Ist die erbetene Information in Unterlagen enthalten, zu denen die Bediensteten der ersuchten Behörde Zugang haben, so werden den Bediensteten der ersuchenden Behörde Kopien dieser Unterlagen ausgehändigt.
(2) Sofern dies nach den Rechtsvorschriften des ersuchten Mitgliedstaats zulässig ist, kann die in Absatz 1 genannte Vereinbarung vorsehen, dass Bedienstete der ersuchenden Behörde, die bei behördlichen Ermittlungen zugegen sind, Einzelpersonen befragen und Aufzeichnungen prüfen dürfen.

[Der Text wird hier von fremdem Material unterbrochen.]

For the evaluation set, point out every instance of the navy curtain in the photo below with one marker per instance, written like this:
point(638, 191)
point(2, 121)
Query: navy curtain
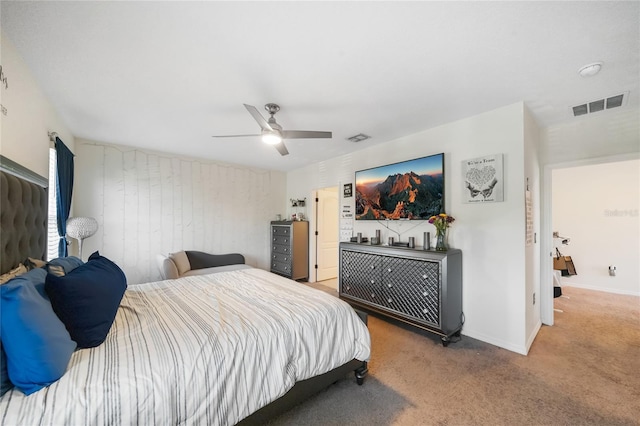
point(64, 190)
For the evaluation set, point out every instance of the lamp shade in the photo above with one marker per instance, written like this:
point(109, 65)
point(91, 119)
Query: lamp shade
point(81, 227)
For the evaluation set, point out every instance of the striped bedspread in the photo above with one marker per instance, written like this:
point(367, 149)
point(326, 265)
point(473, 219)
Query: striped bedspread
point(208, 349)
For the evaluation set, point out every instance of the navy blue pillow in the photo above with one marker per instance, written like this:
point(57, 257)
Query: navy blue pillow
point(37, 277)
point(5, 383)
point(86, 299)
point(36, 343)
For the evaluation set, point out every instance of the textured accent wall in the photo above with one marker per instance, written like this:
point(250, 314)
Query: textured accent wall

Jede Weigerung der Person, gegen die ermittelt wird, den Überprüfungsmaßnahmen der Bediensteten der ersuchenden Behörde zu entsprechen, wird von der ersuchten Behörde wie eine Weigerung gegenüber Bediensteten der eigenen Behörde behandelt.
(3) Befugte Bedienstete der ersuchenden Behörde, die sich gemäß Absatz 1 in einem anderen Mitgliedstaat aufhalten, müssen jederzeit eine schriftliche Vollmacht vorlegen können, aus der ihre Identität und dienstliche Stellung hervorgehen.